I want to build a trailer where should i start? less amount of money possible.


----------



## shooteminthelips (Jun 13, 2007)

Go to craigslist and look. There are sorts of enclosed trailer all diffrent sizes for cheap. It isnt worth building one when you can get a used one cheaper.


----------



## Kelly Hannan (Jan 9, 2007)

i built an open trailer out of an old pop up camper. camper was free, $20 back for the scrap aluminum. I bought 2- 4x8x1/2 plywood, 8- 2x4 and a box of 3" screws. Maybe $100 in the whole thing.

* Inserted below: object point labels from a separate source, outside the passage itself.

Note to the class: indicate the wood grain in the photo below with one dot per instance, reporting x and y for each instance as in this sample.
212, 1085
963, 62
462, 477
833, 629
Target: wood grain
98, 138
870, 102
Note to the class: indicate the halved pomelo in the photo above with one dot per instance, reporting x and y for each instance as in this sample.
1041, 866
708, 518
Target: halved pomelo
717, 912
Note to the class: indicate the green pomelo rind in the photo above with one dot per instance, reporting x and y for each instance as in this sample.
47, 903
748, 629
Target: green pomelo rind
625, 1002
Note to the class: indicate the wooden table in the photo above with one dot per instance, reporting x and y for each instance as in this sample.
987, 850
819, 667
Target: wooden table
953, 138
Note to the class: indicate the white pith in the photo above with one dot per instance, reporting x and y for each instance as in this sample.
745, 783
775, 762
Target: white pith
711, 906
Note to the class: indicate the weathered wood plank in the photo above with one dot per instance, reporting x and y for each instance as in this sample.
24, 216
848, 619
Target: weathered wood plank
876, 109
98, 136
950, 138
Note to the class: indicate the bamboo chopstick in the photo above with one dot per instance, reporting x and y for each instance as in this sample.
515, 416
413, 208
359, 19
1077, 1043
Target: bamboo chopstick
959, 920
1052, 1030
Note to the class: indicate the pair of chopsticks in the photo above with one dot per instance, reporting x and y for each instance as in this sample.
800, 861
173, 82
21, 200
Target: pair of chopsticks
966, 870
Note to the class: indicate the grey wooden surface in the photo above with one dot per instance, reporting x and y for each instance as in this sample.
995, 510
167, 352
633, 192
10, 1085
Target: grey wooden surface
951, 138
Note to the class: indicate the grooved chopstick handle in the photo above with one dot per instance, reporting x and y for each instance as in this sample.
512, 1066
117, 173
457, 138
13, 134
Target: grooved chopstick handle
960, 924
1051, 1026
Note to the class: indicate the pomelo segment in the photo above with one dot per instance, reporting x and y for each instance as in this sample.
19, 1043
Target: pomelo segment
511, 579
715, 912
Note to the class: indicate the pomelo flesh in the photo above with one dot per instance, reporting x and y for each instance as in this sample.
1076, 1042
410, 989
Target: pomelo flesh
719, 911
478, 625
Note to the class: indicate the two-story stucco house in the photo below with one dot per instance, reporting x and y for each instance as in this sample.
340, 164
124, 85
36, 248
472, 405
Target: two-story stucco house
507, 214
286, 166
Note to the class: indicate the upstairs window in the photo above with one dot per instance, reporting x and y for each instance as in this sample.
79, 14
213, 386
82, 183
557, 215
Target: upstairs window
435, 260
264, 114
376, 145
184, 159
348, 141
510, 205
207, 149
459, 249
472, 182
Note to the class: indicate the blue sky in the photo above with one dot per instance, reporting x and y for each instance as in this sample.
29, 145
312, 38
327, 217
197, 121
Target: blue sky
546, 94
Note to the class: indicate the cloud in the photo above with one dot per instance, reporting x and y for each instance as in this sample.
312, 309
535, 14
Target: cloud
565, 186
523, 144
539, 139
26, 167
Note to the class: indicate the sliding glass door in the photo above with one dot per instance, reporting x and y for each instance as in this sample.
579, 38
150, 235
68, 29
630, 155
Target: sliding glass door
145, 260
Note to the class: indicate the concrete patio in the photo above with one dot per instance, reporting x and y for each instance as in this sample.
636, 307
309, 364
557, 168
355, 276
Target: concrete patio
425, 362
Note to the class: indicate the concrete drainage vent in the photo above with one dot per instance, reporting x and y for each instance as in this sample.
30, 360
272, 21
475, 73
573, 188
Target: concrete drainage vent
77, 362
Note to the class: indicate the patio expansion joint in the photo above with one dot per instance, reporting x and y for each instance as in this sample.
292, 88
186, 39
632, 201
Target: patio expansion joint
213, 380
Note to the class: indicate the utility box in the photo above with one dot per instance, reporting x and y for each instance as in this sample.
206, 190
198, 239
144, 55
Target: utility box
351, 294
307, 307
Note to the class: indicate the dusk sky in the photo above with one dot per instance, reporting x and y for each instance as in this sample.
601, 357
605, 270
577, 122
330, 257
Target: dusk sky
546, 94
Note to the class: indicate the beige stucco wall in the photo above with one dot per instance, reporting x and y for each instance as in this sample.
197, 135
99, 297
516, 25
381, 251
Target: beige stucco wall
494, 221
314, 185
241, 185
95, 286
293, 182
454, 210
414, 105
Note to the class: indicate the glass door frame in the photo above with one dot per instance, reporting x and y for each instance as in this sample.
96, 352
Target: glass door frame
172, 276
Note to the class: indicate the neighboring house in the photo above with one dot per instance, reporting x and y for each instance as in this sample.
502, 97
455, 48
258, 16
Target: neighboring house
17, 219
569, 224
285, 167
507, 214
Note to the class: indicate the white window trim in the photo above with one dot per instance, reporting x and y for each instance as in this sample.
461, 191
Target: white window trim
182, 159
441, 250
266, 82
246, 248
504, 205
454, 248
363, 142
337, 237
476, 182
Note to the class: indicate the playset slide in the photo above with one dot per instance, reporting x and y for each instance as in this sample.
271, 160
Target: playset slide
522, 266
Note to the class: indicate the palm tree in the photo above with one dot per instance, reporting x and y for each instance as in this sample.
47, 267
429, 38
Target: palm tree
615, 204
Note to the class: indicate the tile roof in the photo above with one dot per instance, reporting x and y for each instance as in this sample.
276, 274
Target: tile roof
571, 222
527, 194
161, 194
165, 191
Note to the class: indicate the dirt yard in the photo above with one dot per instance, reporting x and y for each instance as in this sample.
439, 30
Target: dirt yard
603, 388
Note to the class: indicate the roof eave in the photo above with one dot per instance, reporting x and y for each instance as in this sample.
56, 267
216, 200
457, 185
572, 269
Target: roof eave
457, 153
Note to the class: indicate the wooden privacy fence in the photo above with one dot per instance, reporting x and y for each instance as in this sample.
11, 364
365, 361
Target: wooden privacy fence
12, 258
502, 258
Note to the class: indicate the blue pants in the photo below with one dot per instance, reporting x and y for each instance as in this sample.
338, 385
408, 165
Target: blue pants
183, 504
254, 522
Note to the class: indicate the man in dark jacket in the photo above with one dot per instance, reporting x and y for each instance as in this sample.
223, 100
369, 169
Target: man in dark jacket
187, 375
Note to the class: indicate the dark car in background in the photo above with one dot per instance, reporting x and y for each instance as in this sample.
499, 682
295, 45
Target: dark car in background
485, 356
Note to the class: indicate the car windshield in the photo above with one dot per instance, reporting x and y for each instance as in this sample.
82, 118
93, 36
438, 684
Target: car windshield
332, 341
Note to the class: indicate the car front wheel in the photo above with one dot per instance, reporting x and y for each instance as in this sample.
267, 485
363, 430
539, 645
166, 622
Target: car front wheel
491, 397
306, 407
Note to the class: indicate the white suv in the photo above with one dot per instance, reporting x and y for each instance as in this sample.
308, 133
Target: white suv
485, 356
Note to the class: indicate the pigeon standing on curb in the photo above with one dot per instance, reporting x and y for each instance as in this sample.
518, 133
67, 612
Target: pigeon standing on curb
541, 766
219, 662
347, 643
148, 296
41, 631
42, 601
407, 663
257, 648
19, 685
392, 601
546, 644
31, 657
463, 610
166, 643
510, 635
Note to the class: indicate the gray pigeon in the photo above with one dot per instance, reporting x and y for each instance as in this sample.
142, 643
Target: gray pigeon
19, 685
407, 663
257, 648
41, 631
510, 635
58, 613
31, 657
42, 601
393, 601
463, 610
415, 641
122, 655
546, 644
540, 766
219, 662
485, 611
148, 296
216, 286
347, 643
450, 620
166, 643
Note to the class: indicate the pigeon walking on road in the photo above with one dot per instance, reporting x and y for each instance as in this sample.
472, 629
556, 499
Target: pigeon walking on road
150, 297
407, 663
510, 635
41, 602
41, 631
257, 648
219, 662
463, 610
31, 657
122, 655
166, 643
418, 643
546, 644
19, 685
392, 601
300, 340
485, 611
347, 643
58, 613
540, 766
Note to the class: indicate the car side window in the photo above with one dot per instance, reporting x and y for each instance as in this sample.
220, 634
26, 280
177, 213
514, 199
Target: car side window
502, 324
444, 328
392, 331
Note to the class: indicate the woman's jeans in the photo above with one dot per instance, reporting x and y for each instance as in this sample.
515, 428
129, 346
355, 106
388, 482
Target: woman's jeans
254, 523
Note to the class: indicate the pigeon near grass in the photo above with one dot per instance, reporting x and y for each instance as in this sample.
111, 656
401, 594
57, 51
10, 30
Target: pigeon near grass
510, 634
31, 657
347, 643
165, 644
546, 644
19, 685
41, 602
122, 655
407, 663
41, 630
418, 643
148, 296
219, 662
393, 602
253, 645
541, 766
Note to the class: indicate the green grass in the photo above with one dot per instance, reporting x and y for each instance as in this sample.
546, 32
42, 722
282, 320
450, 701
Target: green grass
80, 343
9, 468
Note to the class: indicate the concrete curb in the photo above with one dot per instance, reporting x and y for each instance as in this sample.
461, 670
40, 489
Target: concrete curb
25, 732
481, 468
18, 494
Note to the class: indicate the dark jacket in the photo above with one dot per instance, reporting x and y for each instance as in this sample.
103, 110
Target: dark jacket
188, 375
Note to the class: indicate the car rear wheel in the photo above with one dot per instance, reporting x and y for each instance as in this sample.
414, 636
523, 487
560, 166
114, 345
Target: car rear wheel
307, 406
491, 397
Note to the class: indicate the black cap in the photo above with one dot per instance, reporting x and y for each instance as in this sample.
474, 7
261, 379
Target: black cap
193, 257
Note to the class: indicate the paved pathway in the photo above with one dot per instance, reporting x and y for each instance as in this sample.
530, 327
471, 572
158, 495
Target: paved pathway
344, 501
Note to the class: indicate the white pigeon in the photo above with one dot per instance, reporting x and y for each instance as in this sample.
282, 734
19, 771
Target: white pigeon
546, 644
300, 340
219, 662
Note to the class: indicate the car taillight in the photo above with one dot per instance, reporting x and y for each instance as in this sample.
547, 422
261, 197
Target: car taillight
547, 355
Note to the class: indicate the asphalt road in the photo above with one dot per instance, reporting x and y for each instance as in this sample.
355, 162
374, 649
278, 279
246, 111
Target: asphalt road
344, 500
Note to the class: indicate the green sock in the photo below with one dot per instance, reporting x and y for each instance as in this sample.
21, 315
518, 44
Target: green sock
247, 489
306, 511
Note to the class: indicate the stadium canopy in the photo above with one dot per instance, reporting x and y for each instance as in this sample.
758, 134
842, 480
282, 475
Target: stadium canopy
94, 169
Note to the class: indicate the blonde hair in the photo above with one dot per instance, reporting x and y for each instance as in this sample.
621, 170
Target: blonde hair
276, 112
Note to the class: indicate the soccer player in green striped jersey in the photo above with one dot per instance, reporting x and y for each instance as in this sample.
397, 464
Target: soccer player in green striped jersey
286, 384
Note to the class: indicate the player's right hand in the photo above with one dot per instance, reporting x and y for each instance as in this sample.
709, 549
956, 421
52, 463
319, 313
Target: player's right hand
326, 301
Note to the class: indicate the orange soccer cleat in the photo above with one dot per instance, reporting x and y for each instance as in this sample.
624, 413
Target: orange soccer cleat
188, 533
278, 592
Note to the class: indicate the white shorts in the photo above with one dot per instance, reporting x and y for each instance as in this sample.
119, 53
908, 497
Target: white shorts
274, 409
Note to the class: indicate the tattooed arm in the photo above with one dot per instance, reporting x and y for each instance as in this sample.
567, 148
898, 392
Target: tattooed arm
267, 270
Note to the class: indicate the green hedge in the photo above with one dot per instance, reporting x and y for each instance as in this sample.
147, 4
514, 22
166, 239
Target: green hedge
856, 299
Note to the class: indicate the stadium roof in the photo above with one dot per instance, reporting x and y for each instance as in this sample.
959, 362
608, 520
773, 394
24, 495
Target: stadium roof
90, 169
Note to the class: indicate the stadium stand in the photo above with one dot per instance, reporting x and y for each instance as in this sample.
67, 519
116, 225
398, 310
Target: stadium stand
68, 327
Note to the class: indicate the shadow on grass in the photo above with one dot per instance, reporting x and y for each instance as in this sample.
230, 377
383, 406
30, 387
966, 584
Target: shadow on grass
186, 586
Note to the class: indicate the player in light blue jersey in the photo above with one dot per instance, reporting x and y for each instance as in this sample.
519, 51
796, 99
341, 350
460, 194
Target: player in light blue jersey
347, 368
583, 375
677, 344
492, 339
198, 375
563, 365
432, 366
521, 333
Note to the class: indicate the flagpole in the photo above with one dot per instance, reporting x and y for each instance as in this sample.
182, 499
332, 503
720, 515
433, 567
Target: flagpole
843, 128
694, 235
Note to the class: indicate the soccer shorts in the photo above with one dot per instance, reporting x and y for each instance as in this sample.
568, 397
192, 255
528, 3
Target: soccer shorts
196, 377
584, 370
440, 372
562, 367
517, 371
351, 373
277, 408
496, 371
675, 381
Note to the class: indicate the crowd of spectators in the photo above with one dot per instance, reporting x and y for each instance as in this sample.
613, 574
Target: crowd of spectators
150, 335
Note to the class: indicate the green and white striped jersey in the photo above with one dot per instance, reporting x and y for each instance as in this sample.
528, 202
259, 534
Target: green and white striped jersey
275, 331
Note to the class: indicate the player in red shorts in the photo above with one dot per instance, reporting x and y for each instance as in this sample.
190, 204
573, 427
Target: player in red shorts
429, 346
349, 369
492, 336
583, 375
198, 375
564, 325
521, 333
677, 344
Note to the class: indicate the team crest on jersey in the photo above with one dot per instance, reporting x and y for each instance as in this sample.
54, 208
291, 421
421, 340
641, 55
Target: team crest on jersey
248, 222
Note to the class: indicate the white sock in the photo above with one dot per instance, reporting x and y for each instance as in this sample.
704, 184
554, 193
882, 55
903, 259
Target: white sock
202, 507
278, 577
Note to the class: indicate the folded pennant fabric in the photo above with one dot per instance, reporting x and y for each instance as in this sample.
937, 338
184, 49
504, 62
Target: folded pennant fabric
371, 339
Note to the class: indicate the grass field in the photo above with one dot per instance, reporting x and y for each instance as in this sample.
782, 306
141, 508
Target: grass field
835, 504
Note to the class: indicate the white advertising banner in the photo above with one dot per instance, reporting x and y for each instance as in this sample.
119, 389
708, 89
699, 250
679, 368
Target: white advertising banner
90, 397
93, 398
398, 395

I replaced 1 tire. I kept one of the lights out of the camper and screwed it to the inside of trailer for a dome light. I cut the plywood the long way in half, 1 piece made both long sides. The other piece did the front. The other half I cut 2' wide pieces for back. Then used the rest to make end gate.


----------



## greatwhitehunter3 (Sep 15, 2006)

Good way to go depending on your situation. I can fit 3 blinds and 5 dozen full bodies in this. More pics if wanted.


----------



## wingshooter05 (Apr 2, 2009)

I made this trailer from an older snowmobile trailer, it works great for me!!! I made it for under 600 bucks.


----------



## cut'em (Oct 23, 2004)

Start by looking in every backyard you drive by. My father drilled that into my head years ago. You'd be amazed what some people have that's just sitting there. I got an old 5x8 enclosed I'd let go for $250 but I'm in NY. Good Luck and keep us posted on your progress.


----------